The licence of the original Citytv station, granted the callsign of CITY-TV by the CRTC, was awarded in Toronto on November 25, 1971, by Channel Seventy-Nine Ltd., which consisted of – among others – Phyllis Switzer, Moses Znaimer, Jerry Grafstein and Edgar Cowan. The four principal owners raised over $2 million to help start up the station, with Grafstein raising about 50% of the required funds, Znaimer raising around 25%, and the remainder being accrued by Switzer and Cowan. CITY-TV began broadcasting on September 28, 1972, for the first time using the "Citytv" brand and initially operated as an independent station, and its transmitter operated at an effective radiated power of 31 kW. The station operated from studio facilities located at 99 Queen Street East, near Church Street, at the former Electric Circus nightclub.

The station lost money early on, and was in debt by 1975. Multiple Access Ltd. (the owners of CFCF-TV in Montreal) purchased a 45% interest in the station, and sold its stake to CHUM Limited, the parent company of CKVR-TV in Barrie, Ontario, in 1978.

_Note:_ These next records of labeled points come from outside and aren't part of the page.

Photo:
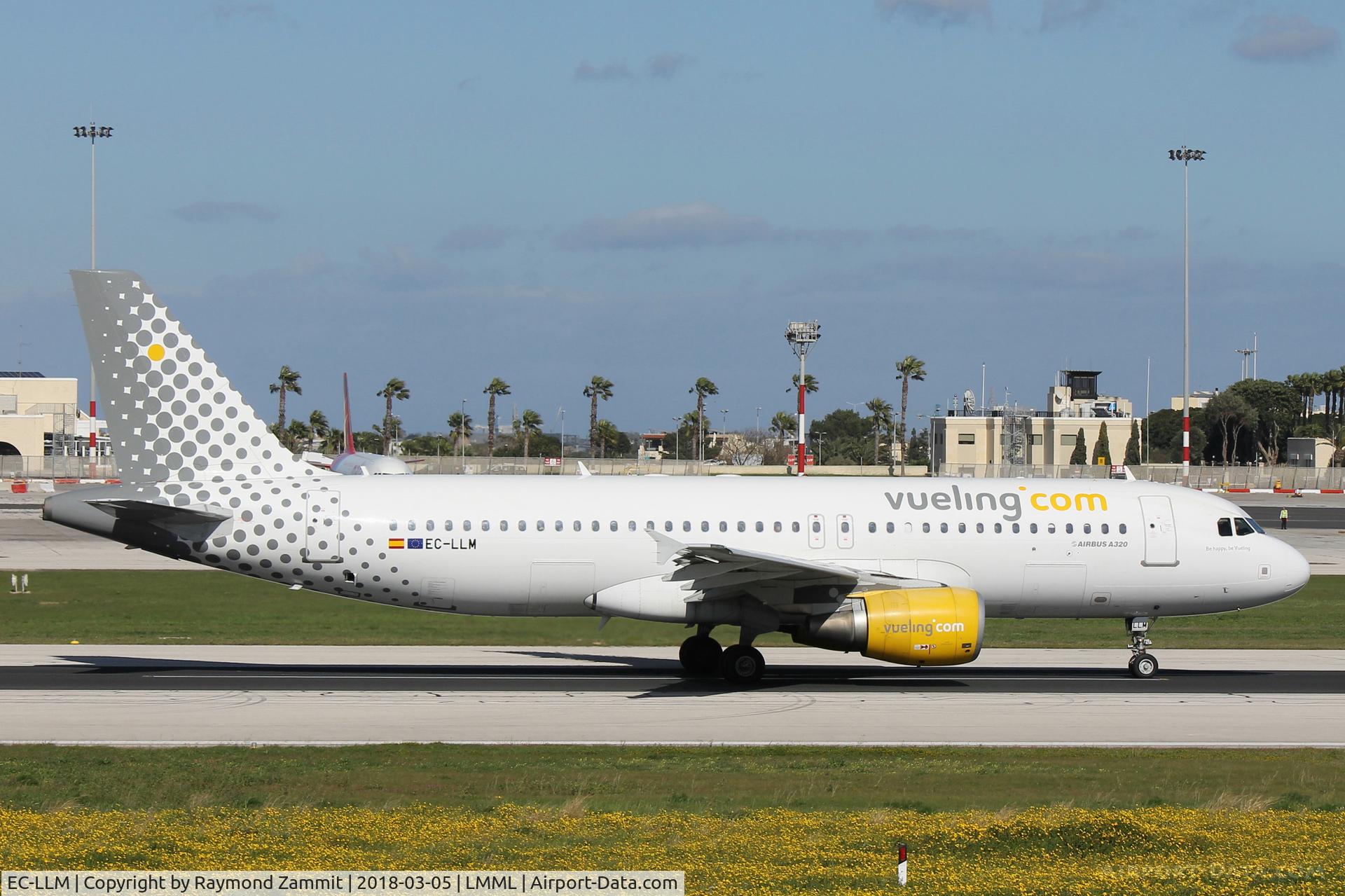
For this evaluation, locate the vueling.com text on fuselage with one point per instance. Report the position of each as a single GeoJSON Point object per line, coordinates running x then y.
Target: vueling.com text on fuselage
{"type": "Point", "coordinates": [1009, 502]}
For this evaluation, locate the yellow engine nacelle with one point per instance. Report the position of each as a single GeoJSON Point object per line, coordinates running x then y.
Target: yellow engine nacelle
{"type": "Point", "coordinates": [925, 626]}
{"type": "Point", "coordinates": [909, 626]}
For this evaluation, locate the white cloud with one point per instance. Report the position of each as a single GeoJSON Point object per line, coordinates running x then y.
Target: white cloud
{"type": "Point", "coordinates": [1285, 38]}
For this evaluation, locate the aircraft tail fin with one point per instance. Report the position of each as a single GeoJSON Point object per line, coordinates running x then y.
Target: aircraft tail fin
{"type": "Point", "coordinates": [350, 434]}
{"type": "Point", "coordinates": [171, 415]}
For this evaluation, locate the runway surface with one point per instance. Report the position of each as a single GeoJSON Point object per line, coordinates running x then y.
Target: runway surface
{"type": "Point", "coordinates": [163, 694]}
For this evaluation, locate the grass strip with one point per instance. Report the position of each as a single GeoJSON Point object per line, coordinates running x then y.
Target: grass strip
{"type": "Point", "coordinates": [651, 779]}
{"type": "Point", "coordinates": [217, 608]}
{"type": "Point", "coordinates": [1040, 850]}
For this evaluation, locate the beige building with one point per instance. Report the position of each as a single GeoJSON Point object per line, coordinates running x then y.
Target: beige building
{"type": "Point", "coordinates": [41, 416]}
{"type": "Point", "coordinates": [1026, 436]}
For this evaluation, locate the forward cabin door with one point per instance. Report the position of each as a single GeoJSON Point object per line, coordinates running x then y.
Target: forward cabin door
{"type": "Point", "coordinates": [322, 528]}
{"type": "Point", "coordinates": [1160, 530]}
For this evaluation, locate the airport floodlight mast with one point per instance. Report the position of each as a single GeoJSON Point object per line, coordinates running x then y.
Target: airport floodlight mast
{"type": "Point", "coordinates": [92, 134]}
{"type": "Point", "coordinates": [1185, 156]}
{"type": "Point", "coordinates": [802, 336]}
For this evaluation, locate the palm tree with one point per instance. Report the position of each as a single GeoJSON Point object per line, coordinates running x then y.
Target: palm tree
{"type": "Point", "coordinates": [394, 389]}
{"type": "Point", "coordinates": [881, 412]}
{"type": "Point", "coordinates": [460, 425]}
{"type": "Point", "coordinates": [286, 382]}
{"type": "Point", "coordinates": [530, 424]}
{"type": "Point", "coordinates": [318, 425]}
{"type": "Point", "coordinates": [701, 389]}
{"type": "Point", "coordinates": [908, 369]}
{"type": "Point", "coordinates": [494, 389]}
{"type": "Point", "coordinates": [598, 388]}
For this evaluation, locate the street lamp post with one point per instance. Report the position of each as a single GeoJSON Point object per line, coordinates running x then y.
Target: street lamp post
{"type": "Point", "coordinates": [802, 337]}
{"type": "Point", "coordinates": [1185, 156]}
{"type": "Point", "coordinates": [93, 134]}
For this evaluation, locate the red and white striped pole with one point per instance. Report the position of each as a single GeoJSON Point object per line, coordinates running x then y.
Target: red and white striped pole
{"type": "Point", "coordinates": [803, 444]}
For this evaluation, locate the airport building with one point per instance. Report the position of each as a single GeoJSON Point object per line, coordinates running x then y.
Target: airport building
{"type": "Point", "coordinates": [41, 418]}
{"type": "Point", "coordinates": [1024, 436]}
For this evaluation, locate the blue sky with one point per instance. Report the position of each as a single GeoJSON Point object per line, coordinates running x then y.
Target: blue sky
{"type": "Point", "coordinates": [455, 191]}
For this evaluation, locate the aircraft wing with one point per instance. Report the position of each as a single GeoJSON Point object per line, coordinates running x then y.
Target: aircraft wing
{"type": "Point", "coordinates": [187, 520]}
{"type": "Point", "coordinates": [713, 572]}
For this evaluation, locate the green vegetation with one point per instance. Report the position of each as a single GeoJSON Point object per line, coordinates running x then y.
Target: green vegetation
{"type": "Point", "coordinates": [647, 779]}
{"type": "Point", "coordinates": [217, 608]}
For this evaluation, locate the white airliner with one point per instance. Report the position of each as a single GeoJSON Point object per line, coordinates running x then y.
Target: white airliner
{"type": "Point", "coordinates": [899, 570]}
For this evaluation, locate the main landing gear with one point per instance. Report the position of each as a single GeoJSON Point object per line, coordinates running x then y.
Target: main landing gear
{"type": "Point", "coordinates": [738, 663]}
{"type": "Point", "coordinates": [1143, 663]}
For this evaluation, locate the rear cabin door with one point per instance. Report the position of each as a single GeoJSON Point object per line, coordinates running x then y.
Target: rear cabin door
{"type": "Point", "coordinates": [845, 530]}
{"type": "Point", "coordinates": [817, 532]}
{"type": "Point", "coordinates": [322, 528]}
{"type": "Point", "coordinates": [1160, 530]}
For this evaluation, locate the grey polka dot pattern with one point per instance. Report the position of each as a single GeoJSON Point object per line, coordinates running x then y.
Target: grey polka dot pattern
{"type": "Point", "coordinates": [171, 415]}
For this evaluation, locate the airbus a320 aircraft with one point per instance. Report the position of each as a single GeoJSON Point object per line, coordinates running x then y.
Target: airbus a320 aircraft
{"type": "Point", "coordinates": [899, 570]}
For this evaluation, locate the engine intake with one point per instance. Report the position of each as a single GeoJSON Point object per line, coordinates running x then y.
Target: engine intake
{"type": "Point", "coordinates": [909, 626]}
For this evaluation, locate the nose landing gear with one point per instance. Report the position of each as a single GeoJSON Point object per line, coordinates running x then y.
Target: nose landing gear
{"type": "Point", "coordinates": [1143, 663]}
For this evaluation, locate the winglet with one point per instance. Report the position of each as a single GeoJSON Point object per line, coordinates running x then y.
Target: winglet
{"type": "Point", "coordinates": [350, 434]}
{"type": "Point", "coordinates": [669, 548]}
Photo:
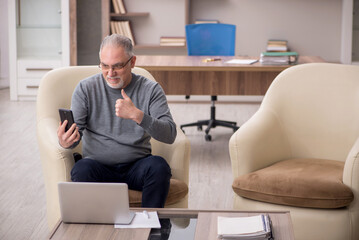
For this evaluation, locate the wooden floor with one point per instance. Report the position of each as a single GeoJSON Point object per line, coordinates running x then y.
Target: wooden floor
{"type": "Point", "coordinates": [22, 193]}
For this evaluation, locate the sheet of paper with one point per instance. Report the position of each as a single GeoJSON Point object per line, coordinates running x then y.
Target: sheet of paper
{"type": "Point", "coordinates": [142, 220]}
{"type": "Point", "coordinates": [240, 225]}
{"type": "Point", "coordinates": [242, 61]}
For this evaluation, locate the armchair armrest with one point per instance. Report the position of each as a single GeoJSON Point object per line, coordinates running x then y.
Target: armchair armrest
{"type": "Point", "coordinates": [351, 173]}
{"type": "Point", "coordinates": [57, 163]}
{"type": "Point", "coordinates": [259, 143]}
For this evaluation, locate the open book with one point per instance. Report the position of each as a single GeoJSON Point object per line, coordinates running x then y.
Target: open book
{"type": "Point", "coordinates": [254, 227]}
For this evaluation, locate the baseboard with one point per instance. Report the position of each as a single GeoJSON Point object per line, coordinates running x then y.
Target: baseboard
{"type": "Point", "coordinates": [4, 83]}
{"type": "Point", "coordinates": [220, 99]}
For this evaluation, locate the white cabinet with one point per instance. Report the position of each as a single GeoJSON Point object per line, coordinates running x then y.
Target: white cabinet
{"type": "Point", "coordinates": [355, 44]}
{"type": "Point", "coordinates": [38, 43]}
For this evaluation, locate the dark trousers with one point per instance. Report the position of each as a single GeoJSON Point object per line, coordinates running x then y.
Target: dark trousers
{"type": "Point", "coordinates": [151, 175]}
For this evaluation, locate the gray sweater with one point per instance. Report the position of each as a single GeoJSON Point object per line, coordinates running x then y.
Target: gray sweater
{"type": "Point", "coordinates": [110, 139]}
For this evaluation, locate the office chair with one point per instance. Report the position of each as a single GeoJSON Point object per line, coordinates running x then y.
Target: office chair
{"type": "Point", "coordinates": [211, 39]}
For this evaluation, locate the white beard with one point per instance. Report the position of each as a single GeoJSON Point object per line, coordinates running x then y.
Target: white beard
{"type": "Point", "coordinates": [115, 86]}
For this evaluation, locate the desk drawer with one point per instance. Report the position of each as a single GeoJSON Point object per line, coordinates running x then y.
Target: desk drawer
{"type": "Point", "coordinates": [28, 86]}
{"type": "Point", "coordinates": [36, 68]}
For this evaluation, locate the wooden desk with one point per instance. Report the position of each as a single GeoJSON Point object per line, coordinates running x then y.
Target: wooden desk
{"type": "Point", "coordinates": [189, 75]}
{"type": "Point", "coordinates": [206, 227]}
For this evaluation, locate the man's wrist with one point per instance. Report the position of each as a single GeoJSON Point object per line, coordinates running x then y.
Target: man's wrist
{"type": "Point", "coordinates": [138, 117]}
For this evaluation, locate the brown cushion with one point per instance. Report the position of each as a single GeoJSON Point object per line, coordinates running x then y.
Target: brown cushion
{"type": "Point", "coordinates": [315, 183]}
{"type": "Point", "coordinates": [177, 191]}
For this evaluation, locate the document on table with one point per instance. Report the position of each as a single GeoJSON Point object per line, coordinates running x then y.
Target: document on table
{"type": "Point", "coordinates": [254, 227]}
{"type": "Point", "coordinates": [242, 61]}
{"type": "Point", "coordinates": [142, 220]}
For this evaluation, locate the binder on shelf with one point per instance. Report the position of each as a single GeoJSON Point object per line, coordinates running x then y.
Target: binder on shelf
{"type": "Point", "coordinates": [278, 58]}
{"type": "Point", "coordinates": [121, 6]}
{"type": "Point", "coordinates": [116, 7]}
{"type": "Point", "coordinates": [172, 41]}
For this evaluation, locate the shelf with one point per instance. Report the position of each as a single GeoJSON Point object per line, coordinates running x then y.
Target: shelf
{"type": "Point", "coordinates": [130, 14]}
{"type": "Point", "coordinates": [147, 46]}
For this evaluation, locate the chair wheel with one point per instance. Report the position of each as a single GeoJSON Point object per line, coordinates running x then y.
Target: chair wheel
{"type": "Point", "coordinates": [208, 137]}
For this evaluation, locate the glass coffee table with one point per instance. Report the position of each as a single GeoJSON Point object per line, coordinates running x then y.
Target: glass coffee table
{"type": "Point", "coordinates": [175, 224]}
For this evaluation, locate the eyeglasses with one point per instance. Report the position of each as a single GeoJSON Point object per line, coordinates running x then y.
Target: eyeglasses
{"type": "Point", "coordinates": [116, 67]}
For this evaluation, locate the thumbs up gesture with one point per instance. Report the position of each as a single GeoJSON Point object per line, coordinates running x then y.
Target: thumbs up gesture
{"type": "Point", "coordinates": [125, 108]}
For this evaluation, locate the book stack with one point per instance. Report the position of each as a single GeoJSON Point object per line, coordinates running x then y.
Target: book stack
{"type": "Point", "coordinates": [123, 28]}
{"type": "Point", "coordinates": [277, 46]}
{"type": "Point", "coordinates": [172, 41]}
{"type": "Point", "coordinates": [199, 21]}
{"type": "Point", "coordinates": [278, 58]}
{"type": "Point", "coordinates": [254, 227]}
{"type": "Point", "coordinates": [118, 6]}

On May 1, 1976, the station's main transmitter began broadcasting at 208 kW from the CN Tower. The station switched channel allocations on July 1, 1983, moving to UHF channel 57, the result of Industry Canada's decision to reassign frequencies corresponding to high-band UHF channels 70 to 83 to the new AMPS mobile phone systems as a result of a CCIR international convention in 1982.

In 1981, CITY was purchased outright by CHUM with the sale of Moses Znaimer's interest in the station. Znaimer remained with the station as an executive until 2003, when he retired from his management role but continued to work with the station on some production projects. CITY and the other CHUM-owned television properties moved their operations to the company's headquarters at 299 Queen Street West in May 1987, which became one of the most recognizable landmarks in the city. On March 30, 1998, CHUM launched CablePulse 24 (CP24), a local cable news channel whose programming used anchors from and featured reports filed by CITY-TV's news staff, rebroadcasts of the station's CityPulse newscasts and select programming from CITY and other CHUM stations.

CHUM added CITY-TV's three rebroadcast transmitters in Woodstock (CITY-TV-2 on channel 31, which also served nearby London) on September 1, 1986, while another transmitter was set up in Ottawa in 1996 (CITY-TV-3 on channel 65).